Pour la santé publique, ces chômages répétés ne valent guère mieux que les longs carêmes. Les jours de fête sont les jours d’ivrognerie et de débauche. Si le matin est donné à l’église, le cabaret a la journée ou la soirée ; et, si tous les villages n’ont pas d’église » tous ont des cabarets. Le Russe aime peu les exercices du corps ; il passe ses fêtes au traktir ; il ne connaît d’autre plaisir que la boisson et un repos inerte. On a remarqué qu’en russe le mot fête vient du mot oisiveté[2], et comme, sous tous les climats, l’oisiveté est la mère des vices, les fêtes trop fréquentes deviennent une cause de démoralisation.

En Russie, tout comme en Occident, certains esprits s’imaginent que l’Église a multiplié les fêtes par calcul, dans l’intérêt du clergé, qui bénéficie de la dévotion de ses ouailles et de la fréquence des offices, d’autant qu’à certains de ces jours, l’usage était, dit-on, de travailler au profit du curé. Il n’est nul besoin de cela pour expliquer le grand nombre des jours fériés. Le penchant naturel de l’esprit religieux, de l’esprit ecclésiastique, est partout de détacher l’homme des choses terrestres pour le ramener au monde invisible. L’un des moyens, ce sont les fêtes, les jours consacrés qui appartiennent à Dieu. Y a-t-il eu là un calcul humain, l’Église, en Orient comme en Occident, s’est sans doute moins inspirée de l’intérêt du clergé que de l’intérêt des masses, du menu peuple des villes et des campagnes. En multipliant les jours fériés, l’Église remplissait son rôle de patronne des faibles et des petits. Tant qu’il y a eu des esclaves ou des serfs, les fêtes, qui affranchissaient du travail servile, ont été pour l’humanité un bienfait. Aujourd’hui même que l’esclavage a disparu, ne voit-on pas, en plusieurs pays, les ouvriers ou les employés réclamer des lois contre le travail du dimanche, afin d’être assurés d’un jour de repos ?

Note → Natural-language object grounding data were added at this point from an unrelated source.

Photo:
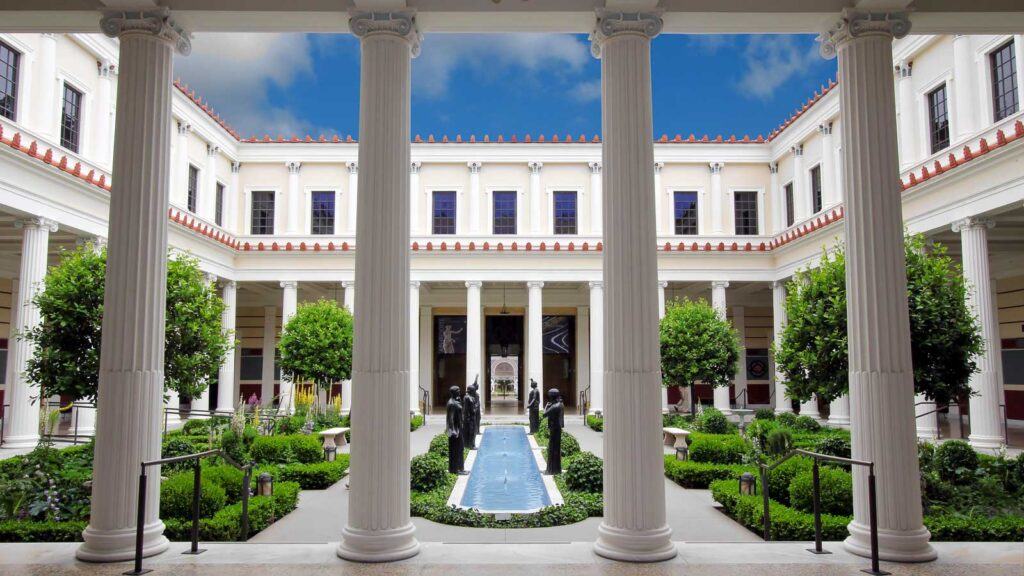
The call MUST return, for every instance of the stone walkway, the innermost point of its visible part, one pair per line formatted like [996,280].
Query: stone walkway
[692,515]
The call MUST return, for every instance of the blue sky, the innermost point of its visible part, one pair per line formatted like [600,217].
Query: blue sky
[509,83]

Instrument d’émancipation en certaines conditions sociales, les fêtes en se multipliant deviennent une sorte de servitude. Trop fréquentes, elles entravent le travail et le travailleur, elles appauvrissent les particuliers et les nations. Dans les pays protestants, le cultivateur a près de 310 jours pour travailler. Dans les pays catholiques, où les fêtes d’obligation n’ont pas, comme en France, été réduites, l’ouvrier ou le paysan ont encore près de 300 jours de travail. En Russie, il ne leur en reste guère que 250. Pour les orthodoxes, l’année a, de cette façon, cinq ou six semaines de moins que pour les catholiques d’Italie ou d’Autriche, deux mois de moins que pour les protestants d’Allemagne ou d’Angleterre. C’est là une cause évidente d’infériorité économique, d’autant que, aux fêtes d’obligation, l’usage, dans chaque contrée, dans chaque village, dans chaque famille, ajoute des fêtes locales, des anniversaires, les jours de naissance ou les jours de nom, comme on dit en Russie, toutes fêtes que le peuple se plaît à célébrer. Les inconvénients de ces chômages répétés sont d’autant plus sensibles qu’un grand nombre tombent sur la belle saison[3]. Au temps de la fenaison ou de la moisson, on voit ainsi parfois le foin pourrir sur place ou le grain germer, pendant que faneurs ou moissonneurs sont à faire la fête. Aussi les propriétaires répètent-ils que les jours fériés sont une des calamités de l’agriculture russe. Les pédagogues ne s’en plaignent guère moins que les agronomes. J’en ai entendu calculer que, pour obtenir des enfants russes autant de travail que des français ou des allemands, il fallait leur demander un ou deux ans d’école de plus.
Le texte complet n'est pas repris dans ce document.